After a 45-minute meeting Thursday morning with Gov. Martin O'Malley, NAACP national President Ben Jealous said the governor “supports repeal of the death penalty but wants the civil rights organization to line up support before he decides whether to make the effort an administration priority.
Jealous also told reporters after the State House meeting that he plans to meet next week with Senate President Thomas V. Mike Miller, who could be the pivotal figure in deciding whether a repeal bill gets a floor vote during the General Assembly session that starts next month.
The NAACP leader said the meeting with O'Malley, a longtime opponent of capital punishment, went very well.
“This governor gets it,” Jealous said. “He is clearly more eager to get the job done than he has ever been before.”
Jealous stopped short of claiming a commitment from O'Malley to make repeal a part of his own legislative agenda and to make an all-out effort for repeal. The NAACP chief expressed confidence that by the time the legislature convenes Jan. 9, the organization will have lined up enough votes to show O'Malley the effort can succeed.
“He is asking us to show we still have the support,” Jealous said.
Raquel Guillory, a spokeswoman for O'Malley, agreed that the meeting went well and confirmed Jealous' account.
“The governor would like to gauge the support for a potential ban and would like to take this information into account as to whether to move forward,” she said. Guillory said the question of whether to incorporate repeal into his 2013 agenda is “still under discussion.”
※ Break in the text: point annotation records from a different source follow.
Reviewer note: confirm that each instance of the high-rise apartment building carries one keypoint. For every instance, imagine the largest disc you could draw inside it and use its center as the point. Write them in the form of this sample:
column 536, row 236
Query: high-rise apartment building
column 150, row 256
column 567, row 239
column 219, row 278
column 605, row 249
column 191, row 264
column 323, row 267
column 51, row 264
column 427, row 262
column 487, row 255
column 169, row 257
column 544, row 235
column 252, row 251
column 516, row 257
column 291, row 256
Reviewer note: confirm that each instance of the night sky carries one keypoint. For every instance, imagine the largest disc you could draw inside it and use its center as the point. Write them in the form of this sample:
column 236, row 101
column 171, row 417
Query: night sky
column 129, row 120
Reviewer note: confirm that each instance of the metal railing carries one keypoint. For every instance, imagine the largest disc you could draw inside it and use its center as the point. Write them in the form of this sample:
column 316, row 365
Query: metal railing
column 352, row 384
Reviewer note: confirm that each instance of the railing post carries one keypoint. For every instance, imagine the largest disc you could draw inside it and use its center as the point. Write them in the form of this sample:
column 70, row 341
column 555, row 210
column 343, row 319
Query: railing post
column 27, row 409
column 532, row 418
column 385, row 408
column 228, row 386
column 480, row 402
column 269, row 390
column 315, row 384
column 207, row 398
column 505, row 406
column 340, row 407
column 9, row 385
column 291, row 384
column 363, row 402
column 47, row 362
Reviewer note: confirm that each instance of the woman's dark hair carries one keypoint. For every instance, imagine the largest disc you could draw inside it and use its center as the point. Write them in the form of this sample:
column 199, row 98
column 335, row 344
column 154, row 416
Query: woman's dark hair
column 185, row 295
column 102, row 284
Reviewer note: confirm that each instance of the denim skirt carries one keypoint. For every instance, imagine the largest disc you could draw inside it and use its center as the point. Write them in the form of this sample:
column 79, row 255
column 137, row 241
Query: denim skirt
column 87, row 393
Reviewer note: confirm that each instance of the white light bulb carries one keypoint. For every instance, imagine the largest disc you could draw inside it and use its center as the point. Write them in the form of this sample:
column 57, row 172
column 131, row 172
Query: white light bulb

O'Malley previously made a strong push for repeal in 2009, but the effort fell short when senators substituted a compromise measure that kept the death penalty but narrowed the circumstances under which it can be used. Since then repeal bills have been bottled up in the Senate Judicial Proceedings Committee, where there has been a 6-5 majority in favor of keeping the death penalty on the books.
Jealous acknowledged that there is no sign that count has changed, but he said that with Miller's support, a bill could be brought to the floor without winning a committee vote.
Miller, a Calvert County Democrat, has in the past expressed personal support for retaining capital punishment. But in some cases, as in last year's vote in favor of same-sex marriage, he has given the governor an opportunity for a floor vote on legislation he has voted against.
Jealous expressed hope that Miller may be reconsidering his past support for the death penalty.